I’m proud of my son. He dropped out of high school and lived lost for a long time. After his daughter was born, he stabilized and followed his love of graphic design. He is thirtyeight years old now, and sought out by CNN, People Magazine, Sports Illustrated, the Oscars and others. His visions are unique and bold. He has not forgotten how to play and still loves his mama. No candles and linen tablecloth could ever replace that happy ending. I could not ask for more, well, maybe more sunshine in rainy old Oregon.

Naked in the Bath

shower-handleWhen I was divorced the first time – still a virgin to divorce – I lost all sense of reality. My house was being sold, my goods auctioned, and my life shattered into a million sharp lethal pieces. I had no way to move forward. The land was too foreign, threatening and unknown. I lost half my body weight.

The night before the auction I went out alone and drank a full bottle of wine. I have a system that does not tolerate alcohol, so a full bottle took me to even more unknown places, all dismal and not numbing enough. I somehow made my way home, opened the car door, spilled out on the lawn, and slept the night.

In the morning people began coming to buy up my life. I rolled from the grass, pushed through the crowd and locked myself in the bathroom. I listened to my life being physically dismantled from the cold enamel of the tub, one material object at a time. Who would I be now, I wondered?  No home, no identity as wife, no job skills, no child support, two small children and a backlog of depression.

My body did not want to participate in the ordeal that lay ahead, but somehow I lived through the day. I rose again and lived through another, and another still.

I met a woman at the library. Her name was Joy.

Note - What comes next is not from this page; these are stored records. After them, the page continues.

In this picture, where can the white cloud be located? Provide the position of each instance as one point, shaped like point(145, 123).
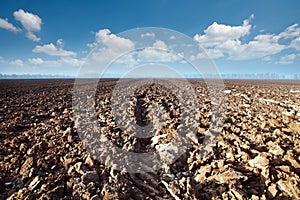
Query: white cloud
point(1, 60)
point(114, 42)
point(221, 40)
point(295, 44)
point(267, 58)
point(32, 37)
point(36, 61)
point(287, 59)
point(211, 53)
point(261, 46)
point(148, 35)
point(31, 22)
point(290, 32)
point(62, 62)
point(159, 44)
point(219, 33)
point(8, 26)
point(112, 47)
point(17, 62)
point(52, 50)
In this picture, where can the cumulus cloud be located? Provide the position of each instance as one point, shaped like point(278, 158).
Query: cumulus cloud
point(159, 44)
point(148, 35)
point(61, 62)
point(53, 50)
point(112, 46)
point(219, 33)
point(31, 22)
point(295, 43)
point(36, 61)
point(17, 62)
point(221, 40)
point(32, 37)
point(8, 26)
point(290, 32)
point(287, 59)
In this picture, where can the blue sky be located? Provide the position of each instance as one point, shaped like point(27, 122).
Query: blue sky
point(54, 37)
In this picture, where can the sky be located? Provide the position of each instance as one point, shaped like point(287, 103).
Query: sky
point(57, 36)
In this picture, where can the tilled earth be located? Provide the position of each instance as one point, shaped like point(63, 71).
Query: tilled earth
point(256, 156)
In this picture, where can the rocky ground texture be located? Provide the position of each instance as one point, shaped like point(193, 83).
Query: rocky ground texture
point(256, 156)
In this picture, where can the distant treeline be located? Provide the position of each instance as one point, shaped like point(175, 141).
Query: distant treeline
point(273, 76)
point(32, 76)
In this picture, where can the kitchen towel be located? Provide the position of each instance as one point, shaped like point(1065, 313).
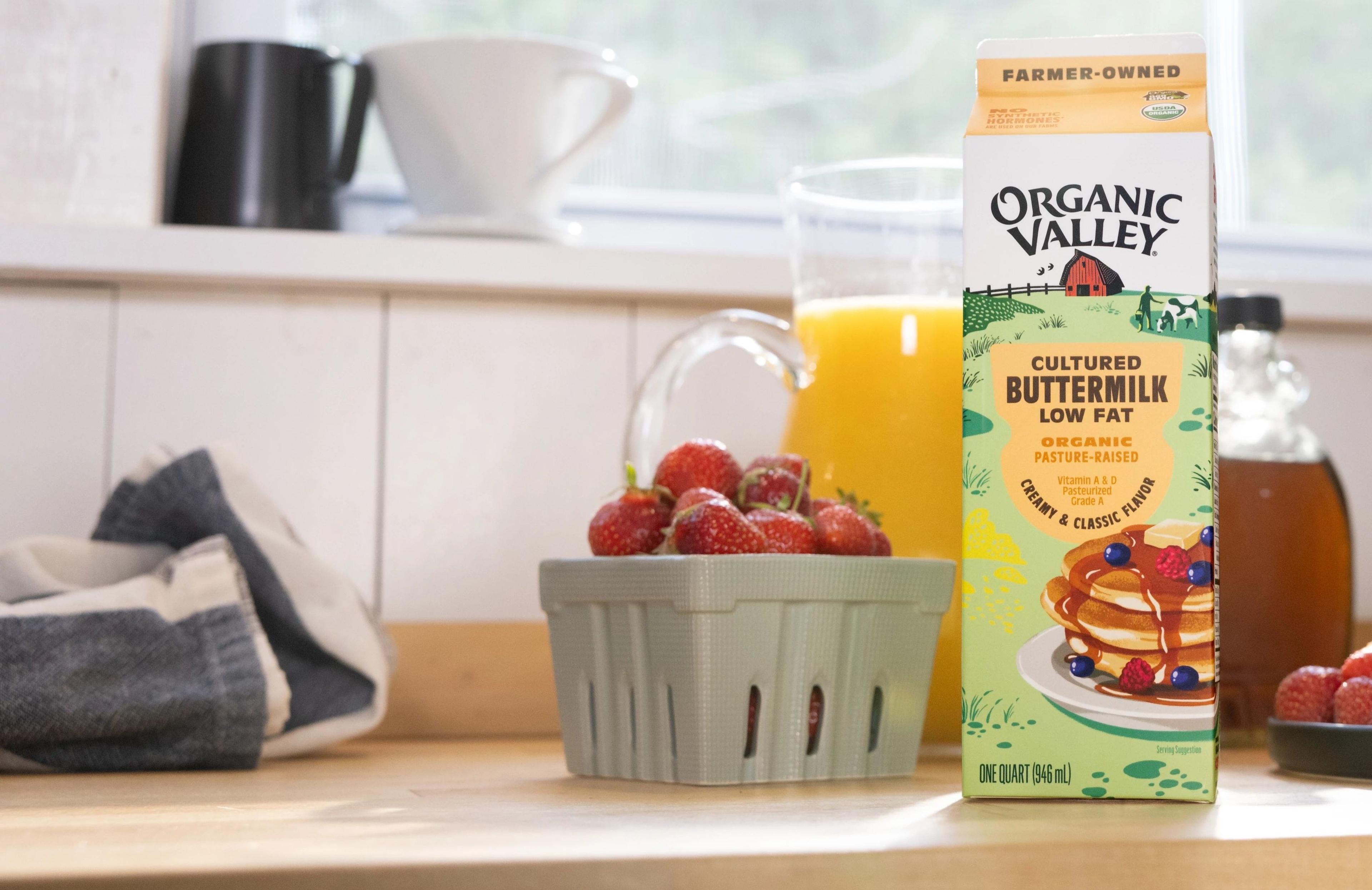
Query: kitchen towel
point(194, 631)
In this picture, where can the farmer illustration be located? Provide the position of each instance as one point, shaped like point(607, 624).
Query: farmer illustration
point(1145, 314)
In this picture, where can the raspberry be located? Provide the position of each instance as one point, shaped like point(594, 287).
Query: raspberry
point(1174, 564)
point(1359, 664)
point(1353, 702)
point(1137, 676)
point(1308, 694)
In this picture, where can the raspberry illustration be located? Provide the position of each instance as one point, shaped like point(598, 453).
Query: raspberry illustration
point(1308, 694)
point(1174, 564)
point(1353, 702)
point(1137, 676)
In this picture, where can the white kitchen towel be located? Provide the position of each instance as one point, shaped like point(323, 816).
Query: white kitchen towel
point(195, 631)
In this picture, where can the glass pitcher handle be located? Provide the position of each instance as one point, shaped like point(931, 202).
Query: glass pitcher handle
point(767, 338)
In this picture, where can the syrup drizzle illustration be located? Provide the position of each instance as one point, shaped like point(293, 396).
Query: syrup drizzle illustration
point(1165, 598)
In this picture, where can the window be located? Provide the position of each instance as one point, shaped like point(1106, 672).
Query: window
point(733, 94)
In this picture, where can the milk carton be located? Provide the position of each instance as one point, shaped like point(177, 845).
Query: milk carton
point(1090, 637)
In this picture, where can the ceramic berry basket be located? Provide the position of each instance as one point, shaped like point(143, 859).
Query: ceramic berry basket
point(740, 669)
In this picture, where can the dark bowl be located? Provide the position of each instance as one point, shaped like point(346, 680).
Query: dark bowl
point(1322, 749)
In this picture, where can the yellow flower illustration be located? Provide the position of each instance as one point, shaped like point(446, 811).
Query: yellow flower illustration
point(980, 540)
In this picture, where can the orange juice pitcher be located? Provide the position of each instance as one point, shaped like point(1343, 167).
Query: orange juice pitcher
point(873, 357)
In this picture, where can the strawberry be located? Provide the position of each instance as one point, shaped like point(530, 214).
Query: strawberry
point(695, 496)
point(1137, 676)
point(699, 463)
point(1359, 664)
point(774, 487)
point(717, 526)
point(843, 532)
point(1308, 694)
point(785, 532)
point(1353, 702)
point(632, 524)
point(880, 543)
point(822, 503)
point(794, 465)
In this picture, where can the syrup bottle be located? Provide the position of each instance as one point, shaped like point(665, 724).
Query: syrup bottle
point(1287, 561)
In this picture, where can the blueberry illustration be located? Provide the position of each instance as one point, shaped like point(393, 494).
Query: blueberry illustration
point(1184, 678)
point(1117, 554)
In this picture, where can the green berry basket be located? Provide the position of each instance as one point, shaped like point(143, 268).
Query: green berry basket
point(741, 669)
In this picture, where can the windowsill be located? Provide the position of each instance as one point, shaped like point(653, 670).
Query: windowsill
point(650, 257)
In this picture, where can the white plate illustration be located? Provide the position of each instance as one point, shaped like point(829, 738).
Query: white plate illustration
point(1043, 664)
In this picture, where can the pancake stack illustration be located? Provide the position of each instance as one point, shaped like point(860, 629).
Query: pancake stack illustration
point(1143, 594)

She asked me if I wanted to go for a ride on her motorcycle.

Oh boy, do I ever!

Joy was getting divorced too, from an engineer; mine was a highway patrolmen, neither man a good match for free spirited women.

Joy and I moved in together. She got a job modeling and selling Leggs pantyhose. I sang in the clubs, fronting a rock and roll band.  Eventually, I worked with a classical guitarist, who was a much better fit for my quiet spirit.

At night, Joy and I had long conversations, me perched on top of her refrigerator, her being the more responsible one, and setting limits.

Karen, I don’t like it when you give away my toothbrushes to your friends. They need to buy their own.

We stayed up all night laughing, talking and often crying. We understood and loved each other.  We were full of smiles and raw open pain.

That was 36 years ago. We stay in touch, because I’ll never stop loving her for the way she filled my heart during those lonely confused beginnings. She helped me out of the bathtub and into the world.